Membership Inference Attacks on LLM-based Recommender Systems
Jiajie He 1, Min-Chun Chen 1, Xintong Chen 2, Xinyang Fang 3, Yuechun Gu 1, Keke Chen 1
Published on arXiv
2508.18665
Membership Inference Attack
OWASP ML Top 10 — ML04
Sensitive Information Disclosure
OWASP LLM Top 10 — LLM06
Key Finding
Inquiry and Poisoning attacks achieve significantly high membership inference advantages against LLM-based recommender systems, demonstrating that existing prompt-based defenses are insufficient.
ICL-RecSys MIA (Similarity, Memorization, Inquiry, Poisoning)
Novel technique introduced
Large language models (LLMs) based recommender systems (RecSys) can adapt to different domains flexibly. It utilizes in-context learning (ICL), i.e., prompts, to customize the recommendation functions, which include sensitive historical user-specific item interactions, encompassing implicit feedback such as clicked items and explicit product reviews. Such private information may be exposed by novel privacy attacks. However, no study has been conducted on this important issue. We design several membership inference attacks (MIAs) aimed to revealing whether system prompts include victims' historical interactions. The attacks are \emph{Similarity, Memorization, Inquiry, and Poisoning attacks}, each utilizing unique features of LLMs or RecSys. We have carefully evaluated them on five of the latest open-source LLMs and three well-known RecSys benchmark datasets. The results confirm that the MIA threat to LLM RecSys is realistic: inquiry and poisoning attacks show significantly high attack advantages. We also discussed possible methods to mitigate such MIA threats. We have also analyzed the factors affecting these attacks, such as the number of shots in system prompts, the position of the victim in the shots, the number of poisoning items in the prompt,etc.
Key Contributions
- Four novel MIA methods (Similarity, Memorization, Inquiry, Poisoning) tailored to the unique properties of ICL-based LLM recommender systems, where attack targets are few-shot user interactions in system prompts rather than model training data.

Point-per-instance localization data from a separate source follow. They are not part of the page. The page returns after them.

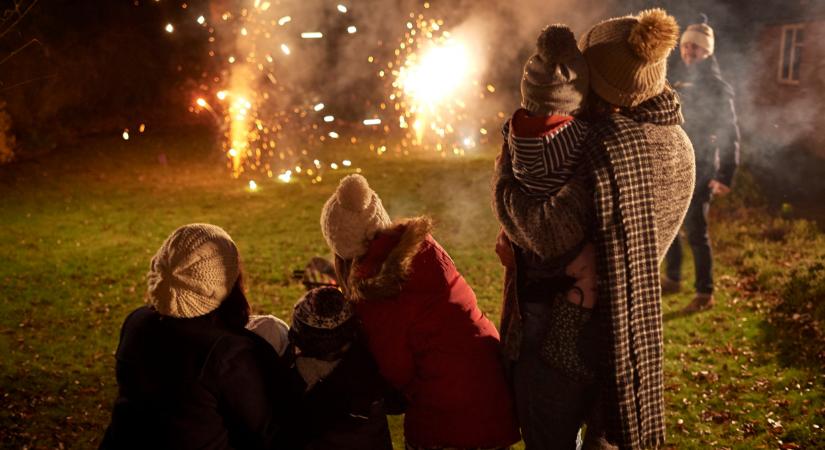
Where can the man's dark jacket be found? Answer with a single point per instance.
(710, 120)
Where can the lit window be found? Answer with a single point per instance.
(793, 39)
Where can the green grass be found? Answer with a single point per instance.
(79, 227)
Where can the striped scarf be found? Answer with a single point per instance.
(629, 293)
(543, 164)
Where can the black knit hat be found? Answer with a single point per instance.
(323, 322)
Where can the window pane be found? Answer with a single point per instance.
(787, 45)
(797, 58)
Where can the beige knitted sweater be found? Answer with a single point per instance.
(551, 228)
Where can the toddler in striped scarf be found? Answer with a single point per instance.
(545, 145)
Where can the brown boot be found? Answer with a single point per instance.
(701, 302)
(670, 286)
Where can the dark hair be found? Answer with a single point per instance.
(234, 309)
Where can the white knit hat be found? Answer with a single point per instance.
(700, 34)
(193, 271)
(352, 216)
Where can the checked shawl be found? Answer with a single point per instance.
(629, 293)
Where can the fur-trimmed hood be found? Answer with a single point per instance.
(385, 268)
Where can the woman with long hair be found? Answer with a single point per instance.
(189, 374)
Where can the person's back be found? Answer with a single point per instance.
(174, 377)
(673, 177)
(189, 374)
(332, 357)
(432, 342)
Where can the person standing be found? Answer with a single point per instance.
(630, 202)
(710, 122)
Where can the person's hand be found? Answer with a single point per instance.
(505, 251)
(718, 188)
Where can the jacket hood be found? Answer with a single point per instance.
(382, 272)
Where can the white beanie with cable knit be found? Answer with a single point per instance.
(193, 271)
(352, 216)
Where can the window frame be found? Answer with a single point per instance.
(795, 54)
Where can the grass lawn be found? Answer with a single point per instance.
(78, 229)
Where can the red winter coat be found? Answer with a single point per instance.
(431, 341)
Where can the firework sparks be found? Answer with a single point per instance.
(270, 124)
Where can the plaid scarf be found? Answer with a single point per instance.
(629, 293)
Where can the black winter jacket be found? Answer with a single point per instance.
(192, 383)
(710, 119)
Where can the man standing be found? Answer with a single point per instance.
(710, 122)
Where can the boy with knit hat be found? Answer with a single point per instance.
(545, 142)
(636, 189)
(330, 355)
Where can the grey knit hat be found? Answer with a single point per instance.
(323, 322)
(193, 271)
(555, 79)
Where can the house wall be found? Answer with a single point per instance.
(785, 114)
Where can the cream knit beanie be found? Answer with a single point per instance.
(700, 34)
(627, 56)
(193, 271)
(352, 216)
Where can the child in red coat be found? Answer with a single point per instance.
(422, 323)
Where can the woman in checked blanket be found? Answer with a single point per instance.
(587, 211)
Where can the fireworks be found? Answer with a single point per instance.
(434, 78)
(275, 126)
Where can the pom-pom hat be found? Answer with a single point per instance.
(193, 271)
(555, 79)
(352, 216)
(627, 56)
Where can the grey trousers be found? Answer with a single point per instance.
(551, 406)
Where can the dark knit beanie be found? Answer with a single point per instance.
(323, 322)
(555, 79)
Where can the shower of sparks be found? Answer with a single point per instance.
(274, 128)
(433, 80)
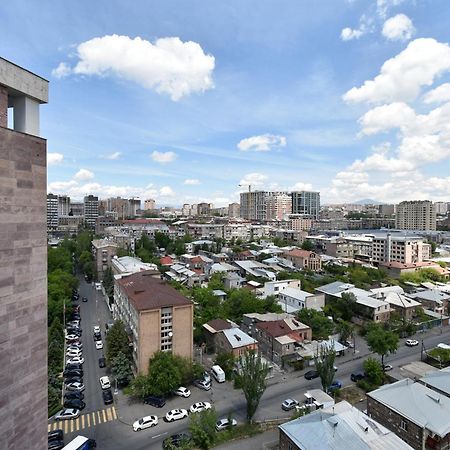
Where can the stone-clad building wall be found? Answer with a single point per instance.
(23, 290)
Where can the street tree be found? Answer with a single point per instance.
(324, 362)
(202, 428)
(252, 379)
(382, 341)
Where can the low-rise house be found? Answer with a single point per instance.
(293, 300)
(304, 259)
(417, 414)
(338, 427)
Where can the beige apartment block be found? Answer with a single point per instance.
(156, 315)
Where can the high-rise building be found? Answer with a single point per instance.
(416, 215)
(52, 211)
(23, 261)
(90, 210)
(306, 203)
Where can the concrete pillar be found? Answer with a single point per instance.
(3, 107)
(26, 115)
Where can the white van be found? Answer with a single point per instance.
(218, 374)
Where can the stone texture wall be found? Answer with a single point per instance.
(23, 291)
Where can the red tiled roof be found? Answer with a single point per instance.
(147, 291)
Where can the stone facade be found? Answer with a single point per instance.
(23, 290)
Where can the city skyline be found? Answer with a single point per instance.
(347, 98)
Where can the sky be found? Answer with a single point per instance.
(182, 101)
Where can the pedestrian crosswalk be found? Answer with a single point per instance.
(85, 420)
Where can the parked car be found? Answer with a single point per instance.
(182, 392)
(145, 422)
(289, 404)
(223, 424)
(176, 414)
(311, 374)
(69, 395)
(176, 440)
(356, 376)
(154, 400)
(68, 413)
(74, 403)
(203, 384)
(107, 397)
(199, 406)
(105, 383)
(75, 386)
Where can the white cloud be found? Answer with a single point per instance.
(163, 157)
(402, 77)
(54, 159)
(115, 155)
(438, 95)
(398, 28)
(61, 71)
(168, 65)
(254, 179)
(262, 143)
(83, 175)
(192, 181)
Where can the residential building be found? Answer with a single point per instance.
(304, 259)
(417, 414)
(338, 427)
(90, 210)
(156, 315)
(306, 203)
(104, 251)
(23, 259)
(416, 215)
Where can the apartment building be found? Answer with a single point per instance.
(416, 215)
(23, 279)
(156, 315)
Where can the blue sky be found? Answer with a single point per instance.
(182, 101)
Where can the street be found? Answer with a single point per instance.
(111, 427)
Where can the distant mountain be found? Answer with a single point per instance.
(368, 201)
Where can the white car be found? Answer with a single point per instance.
(176, 414)
(200, 406)
(145, 422)
(75, 386)
(104, 383)
(75, 360)
(224, 423)
(182, 392)
(68, 413)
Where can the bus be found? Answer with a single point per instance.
(80, 443)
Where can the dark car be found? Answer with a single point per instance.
(107, 397)
(74, 403)
(154, 400)
(356, 376)
(311, 374)
(57, 435)
(73, 395)
(176, 440)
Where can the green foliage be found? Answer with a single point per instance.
(252, 378)
(117, 341)
(324, 362)
(381, 341)
(321, 326)
(202, 428)
(226, 362)
(121, 368)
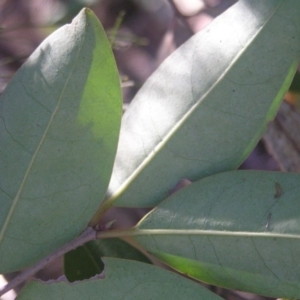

- Empirical evaluation across five open-source LLMs and three RecSys benchmark datasets confirming that Inquiry and Poisoning attacks achieve significantly high attack advantages.
- Analysis of factors affecting MIA success (number of prompt shots, victim position, number of poisoning items) and discussion of mitigation strategies.
🛡️ Threat Analysis
Paper's primary contribution is four distinct membership inference attacks (Similarity, Memorization, Inquiry, Poisoning) designed to determine whether specific user-item interactions are included in LLM system prompts — binary membership inference is the core threat model.